La discusión que imbuirá a la Legislatura bonaerense durante este año 2026 pasará indefectiblemente por el debate sobre una reforma política integral que trace los lineamientos del calendario electoral 2027. Desde el oficialismo provincial han dejado entrever que analizan la posibilidad concreta de volver a desdoblar los comicios, aunque enfrentan diversos interrogantes aún no zanjados.
En primer término, no hay precisiones sobre lo que pretende llevar adelante el gobierno nacional en relación a la reforma política: de todos modos ya dejaron en claro que el objetivo preponderante pasa por eliminar definitivamente las primarias abiertas y simultáneas.
En ese sentido, la provincia de Buenos Aires está atada a la normativa nacional por lo que si finalmente el Congreso Nacional deroga las Paso debería actuar el Parlamento bonaerense para en primera instancia descalzar la instancia provincial de la órbita nacional y de manera posterior refrendar una nueva ley de internas abiertas sui generis, si es que hay intenciones de llevarlas adelante.
En el peronismo ven con buenos ojos la chance de una PASO a nivel provincial para intentar dilucidar finalmente la disputa entre el kicillofismo y La Cámpora con el massismo terciando.
Hay sectores de la oposición como el radicalismo en sus dos versiones que se han manifestado de acuerdo con llevar adelante procesos de internas abiertas: también el PRO jorgemacrista con Pablo Petrecca a la cabeza ha dejado explícita su conformidad con la chance de que haya Paso.
En tanto, el mileísmo y el nucleo del PRO ligado a la conducción de Cristian Ritondo se oponen tenazmente arguyendo que cada fuerza política debe costear su proceso de internas.
Mientras tanto, el bloque de la Coalición Cívica de Diputados que actúa en una especie de interbloque con el abadismo presentó un expediente que lleva la firma de su titular Andrés De Leo y que propone que las PASO sean de carácter optativo para el ciudadano. La iniciativa propone adentrarse en el análisis sobre el funcionamiento de la primaria, mejorar la transparencia del proceso electoral y optimizar los recursos electorales mediante la reducción de los costos considerados innecesarios.

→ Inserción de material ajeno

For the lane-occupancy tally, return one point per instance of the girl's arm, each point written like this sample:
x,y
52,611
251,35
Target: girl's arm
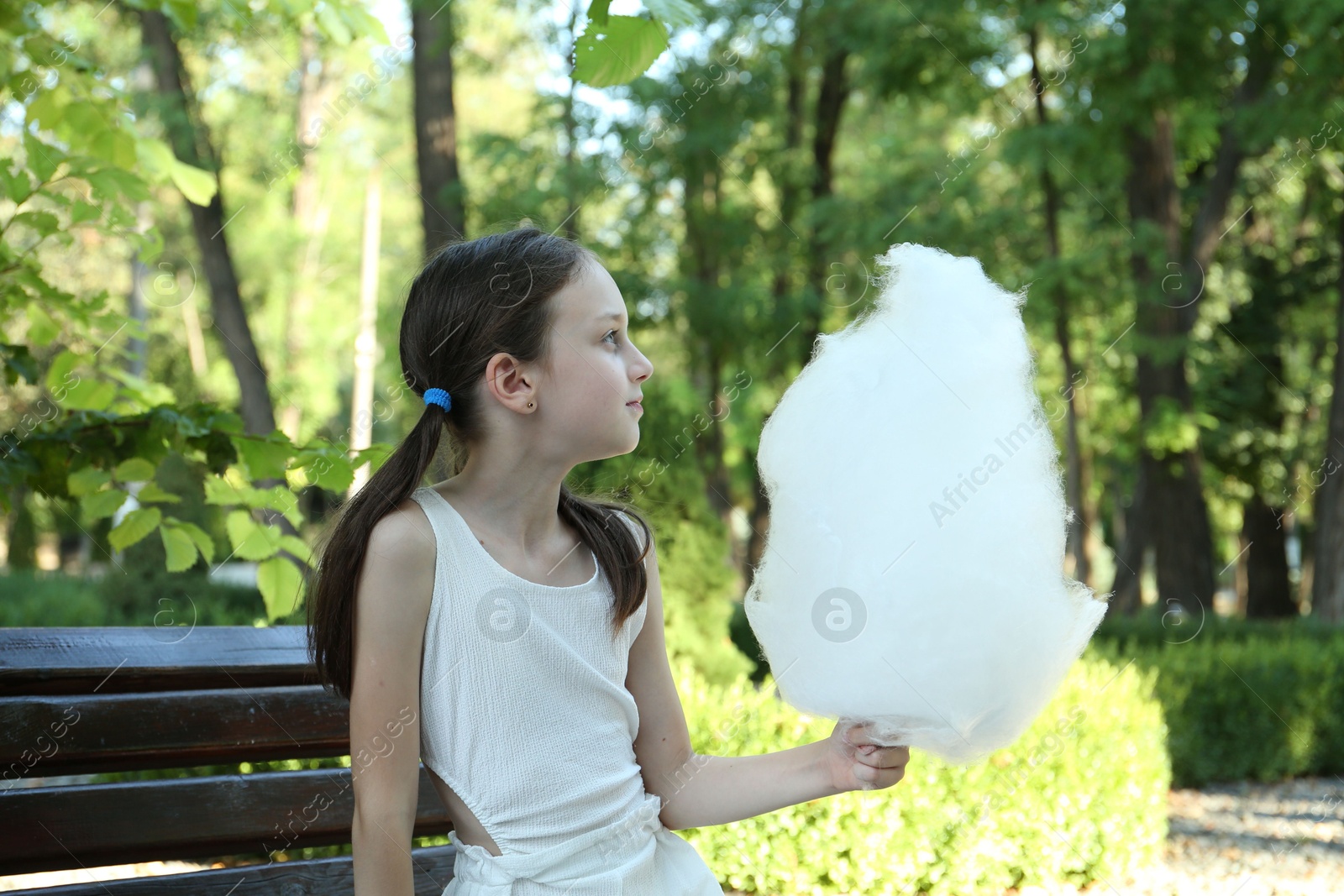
x,y
699,790
393,598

Donde hay consenso unívoco en el abanico de las fuerzas de la oposición es en la necesidad de incorporar la boleta única de papel dentro del sistema electoral bonaerense. Sectores del abadismo, el PRO y el mileísmo se han subido a la instancia de introducir la BUP en el orden provincial y pretenden aprobarla mayoritariamente en Diputados metiéndole presión a la Cámara Alta donde el peronismo tiene los votos necesarios para bloquear la iniciativa: consolida 24 voluntades y despunta mayoría simple y quórum propio.
Se presupone de que en caso que el Congreso Nacional finalmente derogue la PASO nacional y la oposición bonaerense no pueda efectivamente aprobar la inclusión de la boleta única de papel, el Ejecutivo bonaerense tenga las manos libres para disponer nuevamente un desdoblamiento de los comicios en el ámbito provincial.
El gobernador Axrl Kicillof deberá lidiar con la dura oposición del cristinismo y La Cámpora que ya avisaron que la estrategia electoral se debe enmarcar dentro de un proyecto nacional. En este escenario que empuja el kirchnerismo duro, y ante el posible impedimento para la instauración de la BUP, se deberían llevar adelante comicios concurrentes el mismo día en que se desarrollen las elecciones nacionales.
Un posible desdoblamiento electoral en territorio bonaerense contaría a prori con la venia del radicalismo abadista, los bloques dialoguistas e inclusive el passaglismo: son partidarios de discutir las cuestiones provinciales separadas de las nacionales.
Previsiblemente, el PRO y el mileísmo se paran en la vereda de enfrente y rechazan un hipotético desdoblamiento. Los violetas sostienen que además de generar un importante gasto que debe costear la provincia tal decisión estaría enmarcada en el marco una estrategia electoral.
La intención inicial del kicillofismo para avanzar en la derogación de los límites para garantizar la reelección indefinida de los alcaldes ha perdido impulso, se mantiene la oposición sostenida del massismo que ostenta 10 voluntades en Diputados lo que le dificultaría de sobremanera alcanzar los 47 votos necesarios para aprobar una iniciativa en ese sentido.